# Garmin gmap64st owners?



## brushbuster (Nov 9, 2009)

Anybody out there have one of these? I just got one and can't quite figure out how to mark a way point on the map screen. I know how to mark current location waypoints but I can't figure out how to mark a terrain feature on the map as a way point. Any help?


----------



## brushbuster (Nov 9, 2009)

I did figure out how to cursor over to the terrain feature and go to it, but I want to save the goto as a waypoint on my map without actually going there


----------



## PunyTrout (Mar 23, 2007)

I have one. I think unfortunately, you have to use the Garmin software, Basecamp and load it on your computer to mark a waypoint you are not physically at.
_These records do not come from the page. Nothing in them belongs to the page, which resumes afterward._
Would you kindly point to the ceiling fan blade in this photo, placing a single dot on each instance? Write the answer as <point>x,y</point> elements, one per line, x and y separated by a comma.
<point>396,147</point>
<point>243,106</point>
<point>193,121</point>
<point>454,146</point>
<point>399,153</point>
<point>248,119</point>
Not sure though. Call their support line. They are usually pretty helpful. Garmin Support 1 (800) 800-1020


----------



## PunyTrout (Mar 23, 2007)

Try the online manual. http://www8.garmin.com/manuals/webh...1A0-202A-4CFE-BAB0-AD9EDE0024BA-homepage.html


----------



## sfw1960 (Apr 7, 2002)

I thought Garmin was supposed to be user friendly?
 
I have a Garmin automotive GPS and that's easy enough.


----------



## brushbuster (Nov 9, 2009)

Too bad the phone apps use up so much juice. My back country phone app is so easy to use I can mark a waypoint, routes on my map screen without any problems whatsoever, unfortunately it eats up my battery time.
I did look at the manual several times but can't find any info on what I want to do. I 'll call them.
thanks for the replies


----------



## brushbuster (Nov 9, 2009)

Just figured it out.


----------